The Suez Canal authority has said that Egypt will seek compensation worth around $1 billion for the blockage caused by cargo vessel Ever Given, Bloomberg reported on Thursday.

The canal authority’s Chief Executive Officer Osama Rabie on Wednesday told an Egyptian news channel that the amount was an estimate of losses linked to transit fees, damage to the waterway during the dredging and salvage efforts, and the cost of equipment and labour.

Rabie said that the compensation was Egypt’s “right” and that the incident hurt the country’s reputation. “This country should get its due,” he said.

Rabie, however, did not specify whom the authority will seek the compensation from.
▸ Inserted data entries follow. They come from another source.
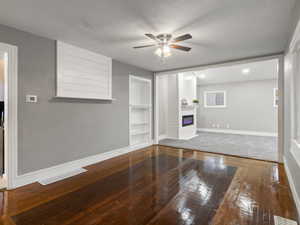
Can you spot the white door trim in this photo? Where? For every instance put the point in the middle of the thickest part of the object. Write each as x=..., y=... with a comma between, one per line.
x=11, y=113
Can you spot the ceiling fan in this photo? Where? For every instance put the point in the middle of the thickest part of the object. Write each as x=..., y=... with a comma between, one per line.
x=164, y=42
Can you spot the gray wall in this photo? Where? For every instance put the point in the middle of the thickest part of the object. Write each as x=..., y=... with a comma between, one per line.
x=249, y=107
x=56, y=131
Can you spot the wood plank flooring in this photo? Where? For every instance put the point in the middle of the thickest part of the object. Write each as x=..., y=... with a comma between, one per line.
x=157, y=186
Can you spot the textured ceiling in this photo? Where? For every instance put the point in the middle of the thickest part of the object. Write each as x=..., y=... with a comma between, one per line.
x=222, y=30
x=261, y=70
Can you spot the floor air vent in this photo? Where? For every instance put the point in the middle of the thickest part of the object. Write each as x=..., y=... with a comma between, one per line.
x=283, y=221
x=62, y=176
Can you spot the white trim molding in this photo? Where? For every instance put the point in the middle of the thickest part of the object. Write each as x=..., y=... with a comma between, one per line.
x=241, y=132
x=205, y=94
x=292, y=186
x=64, y=168
x=11, y=112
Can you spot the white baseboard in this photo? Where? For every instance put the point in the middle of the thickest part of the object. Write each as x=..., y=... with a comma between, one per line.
x=242, y=132
x=292, y=186
x=53, y=171
x=162, y=136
Evergreen Marine Corporation, the ship’s charterer on Thursday said that it was not responsible for delays of cargo it was transporting and dismissed the possibility of it paying compensation.

“There is almost no chance that we will be sought to pay compensation,” Evergreen Marine President Eric Hsieh said.

The 400-metre long cargo vessel Ever Given was set afloat on Monday evening (Indian time) after it remained stuck in the Suez Canal for almost a week. The ship, which had an all-Indian crew, became jammed diagonally across a southern section of the canal in high winds early on March 18, halting shipping traffic. Authorities lodged a tedious excavation operation, with diggers working to remove parts of the canal’s bank and expand dredging close to the ship’s bow to a depth of 18 metres. At least 369 vessels were waiting to transit the canal, when the blockage opened on Monday.

Meanwhile, on Wednesday divers inspected the hull of the vessel, while a man tasked with investigating the reason behind it running aground, boarded Ever Given, Reuters reported. Sayed Sheasha, the lead investigator, told the news agency that his examination would include checking seaworthiness of the ship and its captain’s actions to help determine the causes behind the incident.